Etlops (ETL Operations) is a set of components that make developing ETL workloads easier.

Submodules

  • clients: Wrappers around common relational (MySQL) and MPP databases (Snowflake), as well as cloud storages (S3 and GCP Storage).
  • databseops: Components to work programmatically with relational and MPP databases like transactions and sequence of queries.
  • streams: Pending.

Examples

from etlops.clients.gcpstorage import GCPStorageClient
from etlops.clients.cloudstorage import CloudFile
import os
from datetime import date
from pprint import pprint

g = GCPStorageClient()

 # get serialized metadata of all buckets in the project (list of dicts)
pprint(g.list_buckets())

 # get serialized metadata of all objects in bucket (list of dicts)
pprint(g.list_bucket_objects("bucket_name"))

# Download a file as string:
cloud_file = CloudFile("object_key_in_bucket", "bucket_name", {gcp_download_mode: "string"})
downloaded_file = g.download(cloud_file)
print(downloaded_file.get_file())

# Download a file as named_file:
cloud_file = CloudFile("object_key_in_bucket", "bucket_name", {gcp_download_mode: "named_file", gcp_downloaded_file_path="path/in/local/filesystem"})
downloaded_file = g.download(cloud_file)
with open("path/in/local/filesystem", 'r') as file:
	print(file.read()) # 'r' or 'rb' depending on file content

# Download a file as file-like:
cloud_file = CloudFile("object_key_in_bucket", "bucket_name", {gcp_download_mode: "file-like", gcp_downloaded_file_path="path/in/local/filesystem"})
downloaded_file = g.download(cloud_file)
downloaded_file.get_file() # returns instance of BufferedWritter (https://docs.python.org/3/library/io.html#io.BufferedWriter)

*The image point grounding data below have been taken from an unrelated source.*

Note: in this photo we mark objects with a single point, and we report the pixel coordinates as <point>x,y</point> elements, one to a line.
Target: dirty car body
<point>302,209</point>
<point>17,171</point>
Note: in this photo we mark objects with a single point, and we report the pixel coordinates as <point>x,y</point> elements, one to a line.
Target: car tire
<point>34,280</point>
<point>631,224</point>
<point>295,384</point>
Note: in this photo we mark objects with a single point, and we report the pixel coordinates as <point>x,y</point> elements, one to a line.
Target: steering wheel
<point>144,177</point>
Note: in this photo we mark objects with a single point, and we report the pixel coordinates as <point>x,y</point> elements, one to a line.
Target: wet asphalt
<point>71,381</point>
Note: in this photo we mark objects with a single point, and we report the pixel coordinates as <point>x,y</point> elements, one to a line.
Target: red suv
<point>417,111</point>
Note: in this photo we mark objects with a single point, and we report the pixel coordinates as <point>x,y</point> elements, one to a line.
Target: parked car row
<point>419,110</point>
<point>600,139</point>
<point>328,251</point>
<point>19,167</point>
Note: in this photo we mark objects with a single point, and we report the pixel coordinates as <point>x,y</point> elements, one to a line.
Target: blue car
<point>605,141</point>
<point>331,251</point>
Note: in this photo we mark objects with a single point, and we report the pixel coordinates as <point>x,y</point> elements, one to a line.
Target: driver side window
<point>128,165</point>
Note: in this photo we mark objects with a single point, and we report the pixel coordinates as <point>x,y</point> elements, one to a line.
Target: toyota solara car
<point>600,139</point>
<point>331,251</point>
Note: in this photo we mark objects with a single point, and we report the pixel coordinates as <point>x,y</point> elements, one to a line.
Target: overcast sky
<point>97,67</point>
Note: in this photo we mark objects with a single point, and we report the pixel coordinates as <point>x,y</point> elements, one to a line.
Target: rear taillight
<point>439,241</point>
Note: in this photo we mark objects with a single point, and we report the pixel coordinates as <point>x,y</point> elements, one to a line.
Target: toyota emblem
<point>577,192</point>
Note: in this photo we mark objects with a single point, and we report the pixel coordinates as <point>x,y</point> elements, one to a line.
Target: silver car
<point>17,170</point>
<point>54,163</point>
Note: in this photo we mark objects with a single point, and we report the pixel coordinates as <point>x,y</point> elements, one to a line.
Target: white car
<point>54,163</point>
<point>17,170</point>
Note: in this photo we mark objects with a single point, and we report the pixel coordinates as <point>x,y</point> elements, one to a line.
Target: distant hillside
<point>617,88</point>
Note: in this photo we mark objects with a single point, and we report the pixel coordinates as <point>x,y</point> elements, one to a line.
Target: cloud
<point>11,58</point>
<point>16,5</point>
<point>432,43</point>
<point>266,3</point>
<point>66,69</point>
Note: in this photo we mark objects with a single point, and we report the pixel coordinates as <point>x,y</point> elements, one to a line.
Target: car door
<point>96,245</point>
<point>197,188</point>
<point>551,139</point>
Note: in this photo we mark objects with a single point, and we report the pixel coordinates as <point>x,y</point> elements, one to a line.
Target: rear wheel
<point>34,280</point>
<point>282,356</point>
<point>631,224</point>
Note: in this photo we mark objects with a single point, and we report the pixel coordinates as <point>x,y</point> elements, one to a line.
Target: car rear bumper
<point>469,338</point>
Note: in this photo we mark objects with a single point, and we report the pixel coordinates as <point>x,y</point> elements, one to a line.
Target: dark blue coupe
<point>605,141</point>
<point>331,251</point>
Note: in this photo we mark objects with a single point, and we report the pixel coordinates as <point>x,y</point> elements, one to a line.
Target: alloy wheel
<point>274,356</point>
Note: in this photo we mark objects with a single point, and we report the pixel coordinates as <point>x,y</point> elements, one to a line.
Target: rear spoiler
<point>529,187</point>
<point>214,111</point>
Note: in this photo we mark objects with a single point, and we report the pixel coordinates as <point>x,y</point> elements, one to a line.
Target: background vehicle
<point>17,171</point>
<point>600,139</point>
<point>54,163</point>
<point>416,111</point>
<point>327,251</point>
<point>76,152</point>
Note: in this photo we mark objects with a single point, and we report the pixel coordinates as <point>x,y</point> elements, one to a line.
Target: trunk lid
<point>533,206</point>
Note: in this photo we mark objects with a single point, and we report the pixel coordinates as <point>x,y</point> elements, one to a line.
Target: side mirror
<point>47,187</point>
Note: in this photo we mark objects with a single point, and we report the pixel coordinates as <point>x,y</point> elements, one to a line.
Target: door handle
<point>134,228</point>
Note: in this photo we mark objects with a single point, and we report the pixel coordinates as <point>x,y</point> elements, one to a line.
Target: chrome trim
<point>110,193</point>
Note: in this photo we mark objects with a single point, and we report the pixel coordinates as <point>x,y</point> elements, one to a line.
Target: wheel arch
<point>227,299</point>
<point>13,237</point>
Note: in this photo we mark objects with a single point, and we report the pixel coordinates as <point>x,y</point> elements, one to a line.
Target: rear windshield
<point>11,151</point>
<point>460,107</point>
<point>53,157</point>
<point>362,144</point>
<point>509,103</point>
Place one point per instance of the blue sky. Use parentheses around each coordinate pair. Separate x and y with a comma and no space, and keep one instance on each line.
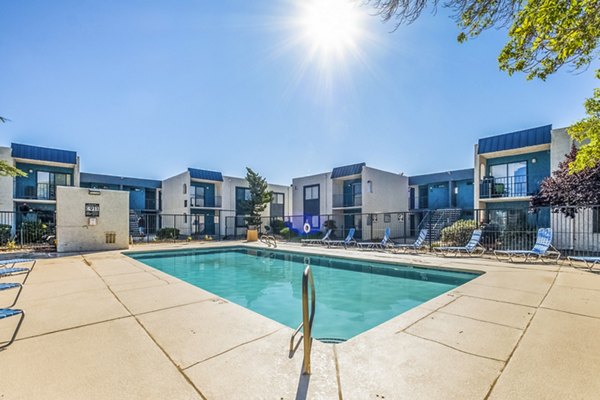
(148,88)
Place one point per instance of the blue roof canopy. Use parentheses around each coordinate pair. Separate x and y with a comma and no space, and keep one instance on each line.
(43,153)
(120,180)
(205,175)
(456,175)
(347,170)
(516,140)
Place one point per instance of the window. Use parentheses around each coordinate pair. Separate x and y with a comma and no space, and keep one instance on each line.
(311,192)
(277,205)
(510,179)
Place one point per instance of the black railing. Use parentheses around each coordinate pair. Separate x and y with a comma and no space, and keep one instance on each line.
(205,201)
(341,200)
(511,186)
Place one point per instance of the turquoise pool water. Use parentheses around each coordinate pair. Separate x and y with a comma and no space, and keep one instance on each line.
(351,296)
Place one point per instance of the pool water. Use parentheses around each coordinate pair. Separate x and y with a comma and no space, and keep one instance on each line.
(352,296)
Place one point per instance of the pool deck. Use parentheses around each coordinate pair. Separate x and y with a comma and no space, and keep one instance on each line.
(104,326)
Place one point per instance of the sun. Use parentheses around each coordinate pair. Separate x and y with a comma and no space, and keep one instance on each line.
(330,28)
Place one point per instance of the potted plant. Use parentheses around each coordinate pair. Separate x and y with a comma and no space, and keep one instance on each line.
(260,196)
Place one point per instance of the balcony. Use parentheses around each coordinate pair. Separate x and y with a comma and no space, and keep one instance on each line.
(509,187)
(205,201)
(41,191)
(340,200)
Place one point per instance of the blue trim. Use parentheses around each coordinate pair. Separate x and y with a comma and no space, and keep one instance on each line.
(347,170)
(205,175)
(516,140)
(43,154)
(119,180)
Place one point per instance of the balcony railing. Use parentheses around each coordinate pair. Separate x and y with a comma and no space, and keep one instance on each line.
(205,201)
(41,191)
(340,200)
(511,186)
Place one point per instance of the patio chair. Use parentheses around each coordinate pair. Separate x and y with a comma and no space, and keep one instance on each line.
(385,242)
(590,262)
(412,246)
(474,247)
(7,313)
(8,286)
(346,242)
(541,249)
(318,241)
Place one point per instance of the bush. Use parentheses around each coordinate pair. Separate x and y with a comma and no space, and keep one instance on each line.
(32,231)
(167,233)
(277,226)
(459,233)
(4,233)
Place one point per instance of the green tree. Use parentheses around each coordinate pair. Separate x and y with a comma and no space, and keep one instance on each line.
(260,196)
(543,36)
(5,168)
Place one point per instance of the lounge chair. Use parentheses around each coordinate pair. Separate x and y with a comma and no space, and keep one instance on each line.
(11,312)
(471,248)
(318,241)
(412,246)
(541,249)
(8,286)
(385,242)
(346,242)
(589,262)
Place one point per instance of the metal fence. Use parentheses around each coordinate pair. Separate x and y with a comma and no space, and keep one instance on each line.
(27,230)
(576,231)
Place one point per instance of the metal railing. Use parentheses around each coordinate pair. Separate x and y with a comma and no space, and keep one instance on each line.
(344,200)
(510,186)
(308,317)
(205,201)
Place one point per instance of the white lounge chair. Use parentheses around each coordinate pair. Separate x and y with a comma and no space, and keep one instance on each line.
(471,248)
(541,249)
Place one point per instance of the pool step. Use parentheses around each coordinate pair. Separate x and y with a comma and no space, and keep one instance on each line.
(331,340)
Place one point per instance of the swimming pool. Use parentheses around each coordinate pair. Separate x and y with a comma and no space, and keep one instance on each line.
(352,296)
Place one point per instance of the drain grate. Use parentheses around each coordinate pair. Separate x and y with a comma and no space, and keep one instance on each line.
(331,340)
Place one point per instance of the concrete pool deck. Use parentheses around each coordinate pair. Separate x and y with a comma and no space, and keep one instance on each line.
(103,325)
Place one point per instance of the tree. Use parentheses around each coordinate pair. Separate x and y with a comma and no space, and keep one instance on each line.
(543,36)
(570,190)
(260,196)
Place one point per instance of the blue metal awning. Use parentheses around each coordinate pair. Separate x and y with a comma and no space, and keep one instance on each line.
(347,170)
(43,154)
(516,140)
(119,180)
(205,175)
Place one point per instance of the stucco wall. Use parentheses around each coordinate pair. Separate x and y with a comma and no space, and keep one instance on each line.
(73,231)
(325,192)
(6,182)
(390,191)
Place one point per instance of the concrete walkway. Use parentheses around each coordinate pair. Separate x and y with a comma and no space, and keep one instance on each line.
(104,326)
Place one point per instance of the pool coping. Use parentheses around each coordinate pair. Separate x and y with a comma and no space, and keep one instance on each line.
(516,331)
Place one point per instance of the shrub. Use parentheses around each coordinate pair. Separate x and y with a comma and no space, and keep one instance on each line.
(167,233)
(4,233)
(277,226)
(459,233)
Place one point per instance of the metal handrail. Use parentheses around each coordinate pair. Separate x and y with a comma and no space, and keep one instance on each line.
(307,318)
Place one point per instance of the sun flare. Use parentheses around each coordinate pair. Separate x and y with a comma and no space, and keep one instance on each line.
(331,27)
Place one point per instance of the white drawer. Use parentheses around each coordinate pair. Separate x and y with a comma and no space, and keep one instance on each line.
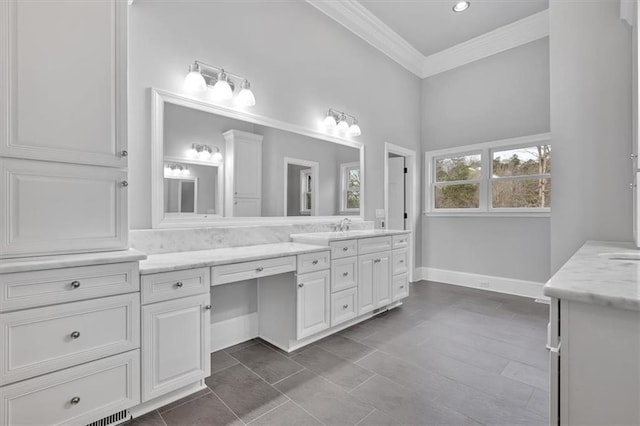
(175,284)
(373,245)
(312,262)
(400,287)
(346,248)
(401,241)
(47,287)
(102,388)
(344,306)
(400,261)
(344,273)
(41,340)
(249,270)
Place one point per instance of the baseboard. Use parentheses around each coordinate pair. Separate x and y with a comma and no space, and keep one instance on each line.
(233,331)
(531,289)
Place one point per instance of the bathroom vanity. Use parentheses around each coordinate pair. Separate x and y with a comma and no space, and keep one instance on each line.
(594,336)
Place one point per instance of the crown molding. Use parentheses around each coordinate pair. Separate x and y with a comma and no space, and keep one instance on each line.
(359,20)
(507,37)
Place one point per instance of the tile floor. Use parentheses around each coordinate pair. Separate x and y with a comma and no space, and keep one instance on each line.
(449,356)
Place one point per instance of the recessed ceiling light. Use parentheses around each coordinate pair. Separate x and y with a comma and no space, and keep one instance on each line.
(461,6)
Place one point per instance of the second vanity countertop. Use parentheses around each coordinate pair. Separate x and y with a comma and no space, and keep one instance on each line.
(605,273)
(166,262)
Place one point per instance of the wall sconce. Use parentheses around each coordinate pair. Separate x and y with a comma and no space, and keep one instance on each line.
(205,152)
(202,75)
(176,170)
(341,121)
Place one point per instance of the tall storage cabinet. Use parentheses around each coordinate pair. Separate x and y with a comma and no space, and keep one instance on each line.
(63,144)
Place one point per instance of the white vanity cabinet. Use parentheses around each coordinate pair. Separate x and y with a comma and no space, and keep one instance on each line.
(243,174)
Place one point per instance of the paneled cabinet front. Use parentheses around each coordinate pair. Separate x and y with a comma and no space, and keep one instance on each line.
(63,72)
(175,344)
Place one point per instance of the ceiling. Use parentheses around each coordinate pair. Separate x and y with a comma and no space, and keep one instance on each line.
(431,26)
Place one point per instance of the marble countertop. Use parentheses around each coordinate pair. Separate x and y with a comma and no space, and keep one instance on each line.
(592,276)
(37,263)
(166,262)
(326,237)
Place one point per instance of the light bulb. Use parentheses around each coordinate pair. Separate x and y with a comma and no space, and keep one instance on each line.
(330,121)
(342,124)
(222,89)
(194,81)
(245,97)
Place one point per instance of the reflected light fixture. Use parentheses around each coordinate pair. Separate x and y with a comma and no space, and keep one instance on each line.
(342,122)
(461,6)
(202,76)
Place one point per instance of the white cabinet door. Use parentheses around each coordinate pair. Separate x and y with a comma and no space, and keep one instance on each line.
(175,344)
(313,310)
(63,72)
(61,208)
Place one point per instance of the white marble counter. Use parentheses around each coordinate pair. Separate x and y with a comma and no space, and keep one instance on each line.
(591,276)
(326,237)
(68,260)
(201,258)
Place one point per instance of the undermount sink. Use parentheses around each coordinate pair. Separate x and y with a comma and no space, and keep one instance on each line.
(621,256)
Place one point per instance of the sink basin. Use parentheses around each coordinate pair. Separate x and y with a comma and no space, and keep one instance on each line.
(621,256)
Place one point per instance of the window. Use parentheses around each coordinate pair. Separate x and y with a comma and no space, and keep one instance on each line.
(508,176)
(350,184)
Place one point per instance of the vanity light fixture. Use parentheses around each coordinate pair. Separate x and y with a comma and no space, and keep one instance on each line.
(202,75)
(461,6)
(343,122)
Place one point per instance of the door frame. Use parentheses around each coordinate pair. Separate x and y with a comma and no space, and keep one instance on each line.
(411,193)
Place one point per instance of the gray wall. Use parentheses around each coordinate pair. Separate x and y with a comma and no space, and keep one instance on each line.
(502,96)
(591,124)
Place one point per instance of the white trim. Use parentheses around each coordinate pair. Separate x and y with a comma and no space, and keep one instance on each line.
(531,289)
(315,176)
(233,331)
(359,20)
(413,207)
(526,30)
(159,97)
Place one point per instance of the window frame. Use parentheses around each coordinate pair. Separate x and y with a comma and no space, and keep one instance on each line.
(486,150)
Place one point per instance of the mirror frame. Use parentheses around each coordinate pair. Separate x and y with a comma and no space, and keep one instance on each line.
(158,218)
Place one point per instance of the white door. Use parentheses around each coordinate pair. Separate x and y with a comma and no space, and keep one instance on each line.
(396,192)
(366,277)
(175,344)
(313,313)
(66,68)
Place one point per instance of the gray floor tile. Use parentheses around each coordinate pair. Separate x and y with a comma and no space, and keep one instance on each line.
(267,363)
(332,367)
(325,401)
(221,360)
(288,414)
(405,406)
(207,410)
(244,392)
(527,374)
(345,348)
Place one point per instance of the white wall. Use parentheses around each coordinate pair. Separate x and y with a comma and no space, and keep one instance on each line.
(502,96)
(591,123)
(299,62)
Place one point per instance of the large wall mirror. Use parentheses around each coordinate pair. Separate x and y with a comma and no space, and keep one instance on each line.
(214,165)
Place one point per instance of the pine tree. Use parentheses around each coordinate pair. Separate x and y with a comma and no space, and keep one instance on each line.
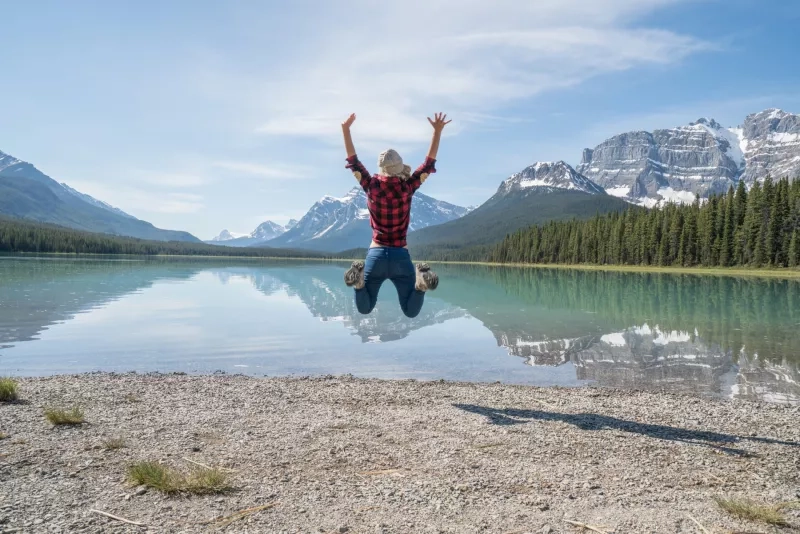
(793,259)
(726,247)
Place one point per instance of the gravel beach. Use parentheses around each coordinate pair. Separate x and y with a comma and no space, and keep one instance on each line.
(340,454)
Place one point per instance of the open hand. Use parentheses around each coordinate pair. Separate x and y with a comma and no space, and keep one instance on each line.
(439,121)
(350,120)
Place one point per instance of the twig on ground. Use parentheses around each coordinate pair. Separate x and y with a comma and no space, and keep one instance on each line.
(366,509)
(585,526)
(696,522)
(208,466)
(241,514)
(117,518)
(380,472)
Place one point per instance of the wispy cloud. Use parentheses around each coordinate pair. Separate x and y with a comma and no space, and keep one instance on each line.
(257,169)
(522,49)
(176,180)
(137,201)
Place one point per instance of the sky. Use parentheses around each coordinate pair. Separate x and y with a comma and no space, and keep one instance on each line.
(205,115)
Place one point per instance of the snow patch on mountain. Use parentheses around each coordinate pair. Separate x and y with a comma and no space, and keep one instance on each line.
(345,220)
(7,160)
(550,176)
(225,235)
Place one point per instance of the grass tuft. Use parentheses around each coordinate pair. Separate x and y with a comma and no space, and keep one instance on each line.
(114,444)
(64,417)
(198,481)
(8,390)
(752,511)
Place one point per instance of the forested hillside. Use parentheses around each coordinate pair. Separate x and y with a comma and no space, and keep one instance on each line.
(755,228)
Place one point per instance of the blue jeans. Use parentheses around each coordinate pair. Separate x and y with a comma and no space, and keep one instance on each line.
(393,263)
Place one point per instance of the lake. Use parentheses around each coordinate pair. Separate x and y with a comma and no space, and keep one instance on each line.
(714,336)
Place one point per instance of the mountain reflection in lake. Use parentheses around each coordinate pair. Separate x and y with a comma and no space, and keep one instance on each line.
(707,335)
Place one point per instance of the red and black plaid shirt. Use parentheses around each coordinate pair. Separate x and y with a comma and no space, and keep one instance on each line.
(389,200)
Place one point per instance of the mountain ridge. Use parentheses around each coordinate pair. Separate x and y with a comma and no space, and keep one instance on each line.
(28,193)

# Upload a file as string:
cloud_file = CloudFile("object_key_in_bucket", "bucket_name", {gcp_upload_mode: "string"}, "file content")
g.upload(cloud_file)

# Upload a file as named_file:
cloud_file = CloudFile("object_key_in_bucket", "bucket_name", {gcp_upload_mode: "named_file"}, "file content")
g.upload(cloud_file)
cloud_file = CloudFile("object_key_in_bucket", "bucket_name", dict(gcp_upload_mode="named_file", gcp_uploading_file_path="path/to/file/to/be/uploaded"))
g.upload(cloud_file)

# Upload a file as file-like:
cloud_file = CloudFile("object_key_in_bucket", "bucket_name", {gcp_upload_mode: "file-like"}, "file content")
with open("path/to/file/to/be/uploaded", 'rb') as file_handle:
    cloud_file = CloudFile("object_key_in_bucket", "bucket_name", dict(gcp_upload_mode="file-like"))
    cloud_file.set_file(file_handle)
    g.upload(cloud_file)

API Reference

clients

class etlops.clients.cloudstorage.CloudFile(bucket_file_path: str, bucket: str, cloud_specific_params: dict = None, file_to_upload=None)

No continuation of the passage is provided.